The exhibition will feature early works from the 1980s series, Equivalent Instruments [Przyrządy równoważne], which includes mobile sculptures constructed with reference to the shape of the tree. The display will be complemented by four sculptures – created especially for the exhibition at the Ujazdowski Castle Centre for Contemporary Art – from the series entitled Krystalizacje przestrzeni [Crystallizations of Space]: creative actions involving interventions within existing space, carried out over the last 29 years in various places around the world.
Equivalent Instruments are openwork structures created with the use of a firm, but simultaneously very delicate, line. Even though they melt into the surrounding space, they remain to be portable objects that can be viewed from the outside and fit into the traditional formula of sculpture. On the other hand, the Crystallizations of Space series reverses the understanding of the medium where space itself is the artwork, sculpture and matter, that is, the conglomerate of physical and chemical phenomena that the human eye cannot see.
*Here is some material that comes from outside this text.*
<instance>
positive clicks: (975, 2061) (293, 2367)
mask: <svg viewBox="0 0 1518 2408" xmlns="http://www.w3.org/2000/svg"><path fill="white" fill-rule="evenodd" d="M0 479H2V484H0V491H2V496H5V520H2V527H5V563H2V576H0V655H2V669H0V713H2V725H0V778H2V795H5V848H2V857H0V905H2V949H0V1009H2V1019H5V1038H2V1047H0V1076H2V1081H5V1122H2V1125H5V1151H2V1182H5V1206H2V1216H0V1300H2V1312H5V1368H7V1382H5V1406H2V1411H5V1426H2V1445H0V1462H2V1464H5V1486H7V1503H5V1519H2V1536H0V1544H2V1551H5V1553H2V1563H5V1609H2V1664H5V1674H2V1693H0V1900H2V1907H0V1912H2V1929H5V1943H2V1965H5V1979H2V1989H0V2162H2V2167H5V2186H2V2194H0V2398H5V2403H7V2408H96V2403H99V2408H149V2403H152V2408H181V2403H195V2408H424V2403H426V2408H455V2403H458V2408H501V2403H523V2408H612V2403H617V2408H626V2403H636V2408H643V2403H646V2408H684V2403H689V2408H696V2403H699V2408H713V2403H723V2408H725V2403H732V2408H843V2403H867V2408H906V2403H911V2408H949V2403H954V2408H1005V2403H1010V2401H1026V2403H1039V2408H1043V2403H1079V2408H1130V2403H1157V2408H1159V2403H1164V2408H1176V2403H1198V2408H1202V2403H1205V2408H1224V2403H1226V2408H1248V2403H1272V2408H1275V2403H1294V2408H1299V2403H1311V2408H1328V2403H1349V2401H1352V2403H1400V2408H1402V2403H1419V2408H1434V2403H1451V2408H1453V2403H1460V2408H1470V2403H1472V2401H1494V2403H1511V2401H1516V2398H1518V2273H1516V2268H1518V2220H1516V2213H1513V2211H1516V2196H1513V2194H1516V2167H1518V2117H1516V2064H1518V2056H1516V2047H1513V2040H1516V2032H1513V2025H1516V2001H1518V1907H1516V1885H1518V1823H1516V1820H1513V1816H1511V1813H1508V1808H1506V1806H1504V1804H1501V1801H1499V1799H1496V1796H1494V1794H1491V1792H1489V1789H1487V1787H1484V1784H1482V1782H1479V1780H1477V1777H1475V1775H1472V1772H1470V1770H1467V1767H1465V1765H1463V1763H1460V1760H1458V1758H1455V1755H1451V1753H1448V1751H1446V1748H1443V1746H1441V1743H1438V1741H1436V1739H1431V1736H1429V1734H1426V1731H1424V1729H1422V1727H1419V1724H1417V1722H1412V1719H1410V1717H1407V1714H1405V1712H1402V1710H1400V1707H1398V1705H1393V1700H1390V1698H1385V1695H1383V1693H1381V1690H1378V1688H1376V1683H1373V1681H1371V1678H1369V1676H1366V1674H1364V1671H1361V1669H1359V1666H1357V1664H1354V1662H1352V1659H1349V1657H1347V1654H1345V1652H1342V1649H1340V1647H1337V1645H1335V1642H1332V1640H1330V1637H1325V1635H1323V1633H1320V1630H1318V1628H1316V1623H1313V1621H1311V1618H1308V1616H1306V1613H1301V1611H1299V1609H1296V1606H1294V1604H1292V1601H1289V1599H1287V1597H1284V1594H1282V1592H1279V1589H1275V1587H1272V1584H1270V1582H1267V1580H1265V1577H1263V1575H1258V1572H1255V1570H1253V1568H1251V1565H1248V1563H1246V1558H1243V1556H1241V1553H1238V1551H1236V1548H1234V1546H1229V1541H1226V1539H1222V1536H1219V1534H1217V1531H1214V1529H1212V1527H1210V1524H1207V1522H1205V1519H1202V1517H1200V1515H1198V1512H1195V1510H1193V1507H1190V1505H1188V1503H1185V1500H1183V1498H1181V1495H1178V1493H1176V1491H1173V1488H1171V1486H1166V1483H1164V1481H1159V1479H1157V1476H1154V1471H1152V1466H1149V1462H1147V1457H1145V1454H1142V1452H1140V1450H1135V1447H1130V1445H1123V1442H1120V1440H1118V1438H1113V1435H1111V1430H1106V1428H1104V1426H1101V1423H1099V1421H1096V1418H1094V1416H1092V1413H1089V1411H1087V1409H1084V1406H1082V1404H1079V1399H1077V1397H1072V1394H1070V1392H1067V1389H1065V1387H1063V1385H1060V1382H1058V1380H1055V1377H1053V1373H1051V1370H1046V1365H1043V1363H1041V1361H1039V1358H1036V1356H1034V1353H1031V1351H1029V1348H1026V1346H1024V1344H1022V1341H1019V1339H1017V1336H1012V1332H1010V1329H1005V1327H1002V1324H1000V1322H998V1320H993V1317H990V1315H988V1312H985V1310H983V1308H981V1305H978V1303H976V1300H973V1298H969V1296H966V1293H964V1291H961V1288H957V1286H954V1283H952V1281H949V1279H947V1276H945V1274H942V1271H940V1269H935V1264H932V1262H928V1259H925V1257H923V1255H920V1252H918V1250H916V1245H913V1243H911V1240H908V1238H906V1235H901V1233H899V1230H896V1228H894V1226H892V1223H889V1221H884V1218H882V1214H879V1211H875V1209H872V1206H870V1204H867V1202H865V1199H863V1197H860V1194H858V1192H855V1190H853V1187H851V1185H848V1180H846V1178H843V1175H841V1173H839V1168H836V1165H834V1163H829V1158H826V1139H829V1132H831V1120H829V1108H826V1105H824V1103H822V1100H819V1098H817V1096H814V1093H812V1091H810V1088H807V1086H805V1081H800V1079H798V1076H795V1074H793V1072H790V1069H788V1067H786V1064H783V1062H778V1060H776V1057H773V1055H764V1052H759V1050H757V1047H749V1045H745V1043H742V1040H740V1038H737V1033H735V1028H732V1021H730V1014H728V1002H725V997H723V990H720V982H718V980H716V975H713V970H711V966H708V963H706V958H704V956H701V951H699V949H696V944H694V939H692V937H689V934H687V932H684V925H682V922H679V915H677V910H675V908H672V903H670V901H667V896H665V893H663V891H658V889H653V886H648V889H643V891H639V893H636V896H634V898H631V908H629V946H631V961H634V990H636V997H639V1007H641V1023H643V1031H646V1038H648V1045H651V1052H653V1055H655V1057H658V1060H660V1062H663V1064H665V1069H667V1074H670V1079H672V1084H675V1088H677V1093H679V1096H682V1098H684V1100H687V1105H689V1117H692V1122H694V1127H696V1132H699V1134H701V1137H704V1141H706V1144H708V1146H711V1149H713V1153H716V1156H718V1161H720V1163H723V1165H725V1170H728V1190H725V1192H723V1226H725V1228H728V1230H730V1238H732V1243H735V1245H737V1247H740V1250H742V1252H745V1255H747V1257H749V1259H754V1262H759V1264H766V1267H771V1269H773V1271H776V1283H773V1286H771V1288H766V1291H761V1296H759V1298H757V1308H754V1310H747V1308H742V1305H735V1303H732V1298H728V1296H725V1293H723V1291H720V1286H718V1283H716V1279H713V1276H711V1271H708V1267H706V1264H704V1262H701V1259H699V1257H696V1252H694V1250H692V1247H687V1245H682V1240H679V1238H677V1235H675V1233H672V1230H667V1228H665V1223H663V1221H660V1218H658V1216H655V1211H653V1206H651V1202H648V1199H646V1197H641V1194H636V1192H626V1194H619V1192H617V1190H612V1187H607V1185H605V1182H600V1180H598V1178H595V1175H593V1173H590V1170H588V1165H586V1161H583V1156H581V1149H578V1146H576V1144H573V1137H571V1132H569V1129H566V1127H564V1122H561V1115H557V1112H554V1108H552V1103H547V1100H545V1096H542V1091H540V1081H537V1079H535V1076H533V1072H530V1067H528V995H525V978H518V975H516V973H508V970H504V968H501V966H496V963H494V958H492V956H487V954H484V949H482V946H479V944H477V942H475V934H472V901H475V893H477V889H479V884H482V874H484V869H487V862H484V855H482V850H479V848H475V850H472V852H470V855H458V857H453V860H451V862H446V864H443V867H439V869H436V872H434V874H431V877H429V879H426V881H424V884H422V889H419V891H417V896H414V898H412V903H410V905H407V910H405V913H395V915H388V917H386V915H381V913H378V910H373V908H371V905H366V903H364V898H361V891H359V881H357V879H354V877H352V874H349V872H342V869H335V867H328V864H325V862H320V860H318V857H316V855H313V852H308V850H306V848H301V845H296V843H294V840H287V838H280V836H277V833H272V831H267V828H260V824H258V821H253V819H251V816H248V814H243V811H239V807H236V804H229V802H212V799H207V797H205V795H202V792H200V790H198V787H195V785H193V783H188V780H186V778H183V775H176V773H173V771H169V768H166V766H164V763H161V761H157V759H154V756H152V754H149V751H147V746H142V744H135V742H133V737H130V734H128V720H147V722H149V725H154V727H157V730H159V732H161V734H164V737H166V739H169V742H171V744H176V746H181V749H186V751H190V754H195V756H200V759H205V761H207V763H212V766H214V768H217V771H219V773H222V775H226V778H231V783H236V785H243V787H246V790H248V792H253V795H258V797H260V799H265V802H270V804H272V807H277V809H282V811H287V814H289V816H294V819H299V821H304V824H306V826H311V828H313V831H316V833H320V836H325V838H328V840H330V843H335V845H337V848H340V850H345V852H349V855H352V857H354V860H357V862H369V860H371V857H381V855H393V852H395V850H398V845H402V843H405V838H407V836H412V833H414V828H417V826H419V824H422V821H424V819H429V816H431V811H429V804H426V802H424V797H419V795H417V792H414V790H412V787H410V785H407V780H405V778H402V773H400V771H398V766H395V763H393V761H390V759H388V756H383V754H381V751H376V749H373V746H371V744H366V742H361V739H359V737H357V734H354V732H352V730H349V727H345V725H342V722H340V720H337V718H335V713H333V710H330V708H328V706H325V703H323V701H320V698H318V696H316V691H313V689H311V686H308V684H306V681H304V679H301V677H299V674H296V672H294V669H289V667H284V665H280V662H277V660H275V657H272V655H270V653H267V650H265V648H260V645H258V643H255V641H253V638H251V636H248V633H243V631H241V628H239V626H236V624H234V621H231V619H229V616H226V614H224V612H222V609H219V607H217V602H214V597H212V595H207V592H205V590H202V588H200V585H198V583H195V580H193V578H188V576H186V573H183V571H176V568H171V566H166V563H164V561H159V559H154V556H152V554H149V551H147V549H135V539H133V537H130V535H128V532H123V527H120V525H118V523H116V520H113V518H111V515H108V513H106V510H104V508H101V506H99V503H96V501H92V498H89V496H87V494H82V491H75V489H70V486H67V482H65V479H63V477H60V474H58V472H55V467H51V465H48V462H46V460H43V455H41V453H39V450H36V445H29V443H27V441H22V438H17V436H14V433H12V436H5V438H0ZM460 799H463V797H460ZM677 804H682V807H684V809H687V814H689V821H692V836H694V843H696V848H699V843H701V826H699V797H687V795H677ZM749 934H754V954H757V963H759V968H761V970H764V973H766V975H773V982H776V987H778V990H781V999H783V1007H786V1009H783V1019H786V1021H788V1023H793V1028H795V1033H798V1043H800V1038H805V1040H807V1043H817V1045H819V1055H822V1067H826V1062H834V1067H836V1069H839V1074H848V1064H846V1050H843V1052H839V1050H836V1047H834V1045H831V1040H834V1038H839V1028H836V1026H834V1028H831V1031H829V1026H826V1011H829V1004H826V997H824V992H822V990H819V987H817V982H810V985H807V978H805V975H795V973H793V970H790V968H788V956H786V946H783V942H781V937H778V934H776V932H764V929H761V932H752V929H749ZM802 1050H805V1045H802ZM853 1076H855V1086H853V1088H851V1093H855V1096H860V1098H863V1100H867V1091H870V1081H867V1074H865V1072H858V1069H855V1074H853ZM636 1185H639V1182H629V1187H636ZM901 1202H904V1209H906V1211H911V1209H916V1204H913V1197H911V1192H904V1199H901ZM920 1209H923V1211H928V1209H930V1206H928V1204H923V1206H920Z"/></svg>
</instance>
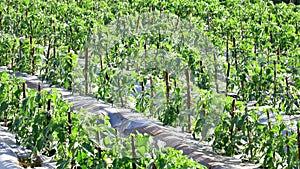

The intersecting, visible lines crafted form solid matter (these are different materials: hard and soft), introduced into space by the artist, help the human eye see something that is invisible. They are a contour in the process in which the space crystallizes, that is, its subjectively divided into separate, but co-existing figures: the “crystals of space.” She invites the viewer in not to show an aesthetic object, but to touch their first and universal compassion with the help of a physical change of space with which they are confronted. The artists links this process aesthetic feelings resulting from the contrast between the feeling of lightness and elusiveness and the geometric order and the organizing line dividing the space of the exhibition. This experience meant to take the viewers out of everyday life and let them experience life anew, in a positive emotional state. Perhaps the viewer will realize that they are not just a cog in the social machine, but also a person with the right to choose and make decisions.
Ludwika Ogorzelec graduated from the Academy of Fine Arts in Wrocław in 1983. She has been living in Paris since 1985. Between 1985–87 she continued her work in the studio of prof. César at the École Nationale Supérieure des Beaux-Arts in Paris. As early as 1986, she exhibited at the de la Jeune Sculpture, d’Automne, Réalités Nouvelles, and de mai 44e and began working with the prestigious Barbier Beltz Gallery in Paris. In the following years, she worked in Sweden, the USA, Greece, Switzerland, Japan, Costa Rica, Great Britain, Germany, Bulgaria, Spain, Australia, Canada, China, South Korea and Bangladesh. Numerous times, she has also exhibited in Poland. Almost always her shows, and later her site-specific works, were events that attracted media attention. In the 1980s and 1990s, critics wrote about her innovative view of sculpture and space and the unique aesthetics of her works. In 2007, she was awarded the Order of Polonia Restituta Officer's Cross for her opposition activities in the underground Solidarity network in Wrocław between 1980–85.